Scott Wheeler, another board member of the OHV group, recalled the time he was taking a tourist down a stretch of particularly rugged dirt road. When he referred to it as a road, she had trouble with the term. "So I asked her why she didn't think it was a road and she said because it wasn't paved. No wonder we're losing the battle," he told the audience.
Wheeler said his organization has a policy of working with the Bureau of Land Management on matters of common interest. Riders have taken it upon themselves to post reminders for people to close cattle gates, for example. They have launched an education campaign to promote responsible off-highway driving. Wheeler also noted that members of the association have gone so far as to assist in bat watching to assist biologists.
Ken Lake, who told that group that he is "a huge supporter of wilderness," criticized the Interior Department's recent Order 3011, which states that land being studied for wilderness inclusion will be managed as if it were already declared wilderness. "This isn't right," he stated.
Lake said that he had spent years as a ranger, and that his duties from time to time involved giving interpretive lectures to visitors. In speaking with some environmentalists, he said, he found that "they are well-intentioned people who have no idea what they're talking about."

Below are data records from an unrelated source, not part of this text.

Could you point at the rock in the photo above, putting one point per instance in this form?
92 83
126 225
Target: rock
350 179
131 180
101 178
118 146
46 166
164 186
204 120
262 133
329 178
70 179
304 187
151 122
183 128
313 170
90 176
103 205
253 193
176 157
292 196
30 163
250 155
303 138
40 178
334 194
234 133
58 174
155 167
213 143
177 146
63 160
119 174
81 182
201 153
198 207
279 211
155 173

Charlie Jones emphasized that the group should be more active in recruitment and influence. He cited the case of two San Juan County men who were found guilty and fined $35,000 for altering an existing public lands trail with picks and shovels. Noting that the Salt Lake Tribune editorialized in favor of the judgment because the work was unauthorized and illegal after all, Jones asked, "What would happen if we all deleted our subscriptions to the Tribune?" The paper would get the message, he insisted.
Jones also suggested that it might be possible for those opposed to wilderness might themselves join the Southern Utah Wilderness Alliance and then vote against wilderness issues. He also said that those opposing wild lands designation could amplify their message using social networking tools such as Facebook, as Sarah Palin does.
Michael Swenson, executive director of the Utah Shared Access Alliance, noted that his group will be lobbying Congress during hearings this week. "Obama is not king, and Utah is not a colony of the king," he stated, adding that, "We're gonna kick butt on wild lands. This policy is going down."
There were no comments opposing the statements of any of the speakers.